Plastic is the eco-activists’ favored demon of the moment. Policymakers can’t get enough of banning plastic consumer items. But the bans are worse than useless. They are counterproductive.
California leads the world in virtue signaling, having outlawed single-use plastics bags, as well as plastic straws. Plastic bottles of shampoo, conditioner, and soap handed out by hotels might be the next items prohibited under California law, if lawmakers don’t ban plastics utensils first. Other states have rushed to enact bans, including Vermont, New York, and Hawaii (which has a de facto statewide ban due to multiple county bans). More cities than can be easily counted have either already or are in the process of outlawing various plastics. Canada’s lightweight Prime Minister Justin Trudeau, never one to pass up an opportunity to appear more virtuous than thou, is promising a national prohibition on single-use plastics by 2021.
There are many reasons why banning single-use plastic bags in Western nations is wrong. Let’s look at a few:
- The multi-use bags that have replaced single-use plastic bags have been found to carry nasty bugs that can be fatal.
- Washing fabric bags carries enormous costs.
- Thicker plastic bags need to be used at least 11 times before the sought-after environmental improvements are realized, which is far longer than their typical lifespans.
- Consumers are stripped of private choices, and are forced to buy bigger, heavier bags, which are less environmentally friendly, to do the work of single-use bags which are actually multi-use bags, because consumers use them to carry other items, line their trash cans at home, and pick up after pets.
- Only about 1% of the plastic in the ocean comes directly from the U.S.
- Less than 1% of visible litter, in other words just about zero, is made up of plastic bags.

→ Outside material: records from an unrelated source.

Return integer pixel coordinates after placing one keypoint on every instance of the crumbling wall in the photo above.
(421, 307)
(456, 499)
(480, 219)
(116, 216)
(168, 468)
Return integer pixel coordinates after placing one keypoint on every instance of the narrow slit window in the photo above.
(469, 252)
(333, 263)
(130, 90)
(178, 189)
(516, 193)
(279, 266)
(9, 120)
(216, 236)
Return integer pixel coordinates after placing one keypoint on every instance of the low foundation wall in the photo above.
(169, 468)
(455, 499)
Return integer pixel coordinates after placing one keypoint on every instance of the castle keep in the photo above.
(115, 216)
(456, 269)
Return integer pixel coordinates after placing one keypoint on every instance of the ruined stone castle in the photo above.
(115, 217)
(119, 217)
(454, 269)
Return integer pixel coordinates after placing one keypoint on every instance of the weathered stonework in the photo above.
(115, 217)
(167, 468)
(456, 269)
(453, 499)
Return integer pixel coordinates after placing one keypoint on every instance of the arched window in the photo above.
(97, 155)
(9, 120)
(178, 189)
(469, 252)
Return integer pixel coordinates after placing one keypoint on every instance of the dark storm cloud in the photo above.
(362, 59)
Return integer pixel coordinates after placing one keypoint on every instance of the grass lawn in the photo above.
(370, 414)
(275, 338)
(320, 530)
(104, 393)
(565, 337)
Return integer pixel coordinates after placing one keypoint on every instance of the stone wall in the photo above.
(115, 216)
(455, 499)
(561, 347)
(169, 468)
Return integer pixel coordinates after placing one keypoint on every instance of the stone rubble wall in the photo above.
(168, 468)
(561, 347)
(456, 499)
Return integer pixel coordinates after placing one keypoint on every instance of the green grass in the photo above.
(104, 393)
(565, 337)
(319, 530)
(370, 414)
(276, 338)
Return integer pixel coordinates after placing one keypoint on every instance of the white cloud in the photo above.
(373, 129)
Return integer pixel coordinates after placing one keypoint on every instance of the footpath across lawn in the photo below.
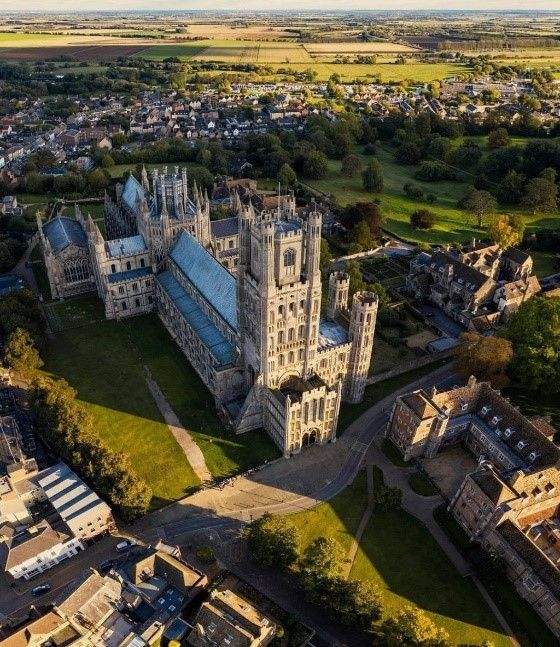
(104, 361)
(398, 553)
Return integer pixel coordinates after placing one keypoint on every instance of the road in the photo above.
(216, 515)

Now let’s add another: A consumer would have to use an organic cotton shopping bag 20,000 times before it inflicts less environmental damage than a single-use plastic bag. So says the Danish Ministry of Environment and Food. To put that 20,000 figure in perspective, a bag would have to be put through nearly 55 years of daily use to reach an even tradeoff.
Other bags also have to be used multiple times before their impact is less than that of a single-use plastic bag. A recycled polyethylene terephthalate bag requires at least 84 uses, a non-woven polypropylene bag 52, a woven polypropylene bag 45. Bleached and unbleached paper need at least 43 uses each to have a smaller environmental footprint.
While those minimums are a bit easier to reach than the threshold for organic cotton bags, it’s reasonable to assume some might not be reached at all. Can anyone actually use a paper bag 43 times before it begins to rip apart? How about the polypropylene bags — are they durable enough in real-world use to make a difference, especially if they’re washed to prevent contamination?
The rush to be green has turned out little that increases the greenery around us. Too often it has produced outcomes that make things worse. Given this history, the future isn’t looking so good.